Madelyn:  We both obsess.  Also, neither of us sleeps very well.  Wendy was one of the only Asian kids in her school and I was one of the only Jewish kids in mine, and I think that gave us some similar formative years, only with different foods and different ethnic slurs.  We're around the same age so we both have the same high school soundtrack.  Also, we recently found out that Rona Jaffe's Class Reunion was the first adultish-women's -fiction-illicit-romance-paperback novel that we both stole from our mothers.
Wendy:  The Class Reunion thing was TOTALLY FREAKY.  Yes to all the things Madelyn said, and the fact that we tend to want the same things out of life.  Also, we both tend to freak out about events that require grown-up clothing.

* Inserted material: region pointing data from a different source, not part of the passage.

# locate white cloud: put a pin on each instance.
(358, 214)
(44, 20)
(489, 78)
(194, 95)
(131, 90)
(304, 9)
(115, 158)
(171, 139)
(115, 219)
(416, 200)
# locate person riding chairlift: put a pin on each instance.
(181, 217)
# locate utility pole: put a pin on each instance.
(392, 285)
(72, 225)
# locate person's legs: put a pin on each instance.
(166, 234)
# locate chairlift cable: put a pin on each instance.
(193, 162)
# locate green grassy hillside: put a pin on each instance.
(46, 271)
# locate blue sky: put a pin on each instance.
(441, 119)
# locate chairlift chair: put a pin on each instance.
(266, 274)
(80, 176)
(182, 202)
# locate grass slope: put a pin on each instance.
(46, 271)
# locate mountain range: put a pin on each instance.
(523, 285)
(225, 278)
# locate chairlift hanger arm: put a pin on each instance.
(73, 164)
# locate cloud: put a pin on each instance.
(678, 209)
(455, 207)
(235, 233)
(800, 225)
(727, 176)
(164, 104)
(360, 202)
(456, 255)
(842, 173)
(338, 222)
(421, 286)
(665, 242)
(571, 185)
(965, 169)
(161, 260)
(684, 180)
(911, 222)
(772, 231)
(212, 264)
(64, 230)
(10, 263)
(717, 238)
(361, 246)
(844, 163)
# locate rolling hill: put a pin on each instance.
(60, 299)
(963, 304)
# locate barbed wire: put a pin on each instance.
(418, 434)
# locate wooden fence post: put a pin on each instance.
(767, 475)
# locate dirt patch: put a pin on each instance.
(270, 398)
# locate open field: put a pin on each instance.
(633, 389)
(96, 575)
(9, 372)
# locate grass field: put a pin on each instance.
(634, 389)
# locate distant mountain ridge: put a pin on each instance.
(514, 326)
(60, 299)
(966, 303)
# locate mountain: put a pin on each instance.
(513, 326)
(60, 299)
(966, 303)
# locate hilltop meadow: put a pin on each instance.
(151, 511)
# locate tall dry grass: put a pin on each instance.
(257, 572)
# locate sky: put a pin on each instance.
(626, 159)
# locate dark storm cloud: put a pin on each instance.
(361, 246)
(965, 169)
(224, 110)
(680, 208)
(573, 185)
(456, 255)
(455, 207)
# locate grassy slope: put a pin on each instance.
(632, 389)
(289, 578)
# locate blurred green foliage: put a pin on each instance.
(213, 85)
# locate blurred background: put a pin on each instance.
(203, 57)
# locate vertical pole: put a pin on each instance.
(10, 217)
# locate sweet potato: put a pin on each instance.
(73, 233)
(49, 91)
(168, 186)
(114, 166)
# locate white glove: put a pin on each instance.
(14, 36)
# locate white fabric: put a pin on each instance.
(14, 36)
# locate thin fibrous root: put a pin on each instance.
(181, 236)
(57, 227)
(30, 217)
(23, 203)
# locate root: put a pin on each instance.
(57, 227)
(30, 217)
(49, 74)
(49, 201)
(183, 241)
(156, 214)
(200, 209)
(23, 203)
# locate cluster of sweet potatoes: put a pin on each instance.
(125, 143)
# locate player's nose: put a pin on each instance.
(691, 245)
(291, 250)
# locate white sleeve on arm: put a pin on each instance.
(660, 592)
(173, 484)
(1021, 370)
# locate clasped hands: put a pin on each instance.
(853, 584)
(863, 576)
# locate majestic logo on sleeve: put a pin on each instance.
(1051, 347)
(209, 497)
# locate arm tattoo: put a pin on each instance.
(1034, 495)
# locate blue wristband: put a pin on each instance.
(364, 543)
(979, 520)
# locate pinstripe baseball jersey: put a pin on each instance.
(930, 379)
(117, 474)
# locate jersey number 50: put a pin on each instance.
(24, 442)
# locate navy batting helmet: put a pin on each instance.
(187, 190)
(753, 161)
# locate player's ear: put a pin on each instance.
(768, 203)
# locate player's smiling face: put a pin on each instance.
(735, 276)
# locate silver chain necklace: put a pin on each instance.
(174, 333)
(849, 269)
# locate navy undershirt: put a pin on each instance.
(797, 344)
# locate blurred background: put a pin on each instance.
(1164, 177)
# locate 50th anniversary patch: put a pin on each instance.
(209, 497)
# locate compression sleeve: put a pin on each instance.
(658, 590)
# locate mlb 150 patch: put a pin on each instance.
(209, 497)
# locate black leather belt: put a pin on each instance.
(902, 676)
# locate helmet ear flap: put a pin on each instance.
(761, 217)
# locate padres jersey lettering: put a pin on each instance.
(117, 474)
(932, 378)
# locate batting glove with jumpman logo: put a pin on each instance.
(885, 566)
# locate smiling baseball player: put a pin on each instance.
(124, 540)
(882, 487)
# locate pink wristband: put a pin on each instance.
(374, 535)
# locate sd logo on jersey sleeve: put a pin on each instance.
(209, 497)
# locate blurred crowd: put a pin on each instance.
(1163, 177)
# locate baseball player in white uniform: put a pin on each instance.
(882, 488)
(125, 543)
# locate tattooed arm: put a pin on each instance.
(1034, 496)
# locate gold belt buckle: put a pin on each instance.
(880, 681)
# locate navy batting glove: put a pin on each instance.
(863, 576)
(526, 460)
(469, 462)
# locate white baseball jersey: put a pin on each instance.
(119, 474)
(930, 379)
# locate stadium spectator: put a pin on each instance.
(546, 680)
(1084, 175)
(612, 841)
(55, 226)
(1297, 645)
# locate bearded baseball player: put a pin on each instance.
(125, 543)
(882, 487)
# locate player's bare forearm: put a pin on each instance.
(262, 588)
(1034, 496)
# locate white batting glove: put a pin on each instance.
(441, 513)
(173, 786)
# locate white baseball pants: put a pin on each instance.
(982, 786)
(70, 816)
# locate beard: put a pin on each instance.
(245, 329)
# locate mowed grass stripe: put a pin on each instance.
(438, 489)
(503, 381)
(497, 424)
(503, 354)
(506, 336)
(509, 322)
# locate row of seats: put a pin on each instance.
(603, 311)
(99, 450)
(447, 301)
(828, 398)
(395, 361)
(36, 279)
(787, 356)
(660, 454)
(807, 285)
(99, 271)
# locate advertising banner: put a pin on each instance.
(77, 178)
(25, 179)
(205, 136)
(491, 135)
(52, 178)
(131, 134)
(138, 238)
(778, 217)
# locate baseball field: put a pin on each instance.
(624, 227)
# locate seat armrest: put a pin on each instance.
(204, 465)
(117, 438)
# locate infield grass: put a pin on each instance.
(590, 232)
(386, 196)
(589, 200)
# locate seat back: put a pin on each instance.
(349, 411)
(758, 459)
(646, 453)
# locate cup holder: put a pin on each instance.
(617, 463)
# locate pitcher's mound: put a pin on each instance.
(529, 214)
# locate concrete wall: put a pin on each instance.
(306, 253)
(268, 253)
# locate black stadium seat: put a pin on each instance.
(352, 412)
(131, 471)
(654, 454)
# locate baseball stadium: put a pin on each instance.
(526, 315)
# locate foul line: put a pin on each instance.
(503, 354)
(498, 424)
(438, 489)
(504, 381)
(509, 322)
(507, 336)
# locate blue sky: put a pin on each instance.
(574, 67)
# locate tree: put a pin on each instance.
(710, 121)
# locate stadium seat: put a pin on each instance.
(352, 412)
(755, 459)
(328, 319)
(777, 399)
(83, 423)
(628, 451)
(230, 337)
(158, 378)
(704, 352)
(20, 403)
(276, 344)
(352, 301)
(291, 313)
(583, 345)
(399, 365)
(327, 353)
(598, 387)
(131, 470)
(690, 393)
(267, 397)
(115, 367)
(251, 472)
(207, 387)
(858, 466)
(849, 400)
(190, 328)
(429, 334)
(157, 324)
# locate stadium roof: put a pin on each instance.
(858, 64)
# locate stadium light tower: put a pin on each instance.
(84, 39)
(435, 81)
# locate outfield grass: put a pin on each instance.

Madelyn:  We write very differently.  I'm one of those throw-it-against-the-wall-and-see-what-sticks people.  Wendy's much more careful and deliberate.  I suspect she has fewer drafts than my usual 18.
Wendy:  Madelyn is a Jedi-level writer and editor.  She writes:  newspaper articles, magazine features, picture books, middle-grade, young adult, poetry and adult fiction.  I write:  middle-grade.  Madelyn will forget more about music than I'll ever know.

What's on your bucket list as a writer?

Madelyn:  I have an incredibly long list, but here are two:  I want to publish a story that everyone tells me is "too quiet" to publish.  I'd like to finish a novel Wendy and I are playing around with (read:  just starting).
Wendy:  I have no bucket list per se.  The joint novel is a lot of fun - getting the manuscript back from Madelyn is like getting a new toy to play with.  I've also been thinking aobut writing about my mother's life; she has an incredible story that I'd love to share.

If you two could take a trip together, without your kids, where would it be?  Why?

Madelyn:  If it's a writing trip, that would be a retreat someplace in the woods where we would get in long walks and copious amounts of work.  If it's someplace purely for pleasure:  London, maybe, so we can walk in the steps of famous writers and take a ghost tour.   I'm a lousy planner.
Wendy:  ROAD TRIP!!!  Maybe some crazy kidlit themed road trip -  Metropolitan Museum of Art, Eric Carle Museum, a "Little House" site - anywhere we can find good food, great people and inspiration.  Drive all day, write at night.

What do you two see yourselves doing in ten years?

Madelyn:  Still hanging out, I hope, in about the same place we are now, only with more books under our belts and maybe not worried about finances?
Wendy:  You know, Madelyn and I started a few years ago with the same literary agent, and when that agent called me to tell me she was leaving the biz, the next person I called was Madelyn (actually, maybe Madelyn called me before I had a chance to punch the numbers).  We freaked out together, mourned and strategized.  I was so, so grateful to have Madelyn, the one person who kew exactly what I was going through.  This is a tough business, and in ten years, I hope we're still getting through the rough patches (fewer of those, I hope) and celebrating the good times (lots, lots more).

Drum roll . .  . Now our BFFs reveal what's on their fridges!

Madelyn:  I have a Kitchen-Aid.  The date on the inside says April, 1996.  I would have sworn it was older.
Wendy: We just remodeled, and so I have a 2012 Kitchen-Aid with the fancy drawers and bottom fridge.  I expect this fridge to last the rest of my life.

What is your favorite thing on your fridge?

Madelyn:  Aside from family pictures, I'm having a hard time deciding between my mother's chocolate chess pie recipe and my magnet of Elvis and Nixon.  Or Brandon.  I think those are pretty self explanatory, no?

Yes, Madelyn, I can see your dilemma!  Chocolate pie or cute guys!
Wendy:  I am really trying to keep the front of my fridge clear, but it's just not meant to be.  Some papers are just too important to put anywhere else!  I do love those sleek little magnets that my kids found at the office supply store one day - they're playful and elegant at the same time.

Wrap it up by sharing your philosophy of life as demonstrate by WHAT'S ON YOUR FRIDGE?

Madelyn:  Chaos rules!

Wendy:  It's what's inside that counts.


  1. Thanks, Marty! Always a pleasure to hang out with you. I don't know how you even got this post up with all you have to do these days!!

  2. Thank you, Madelyn! You and Wendy made it fun.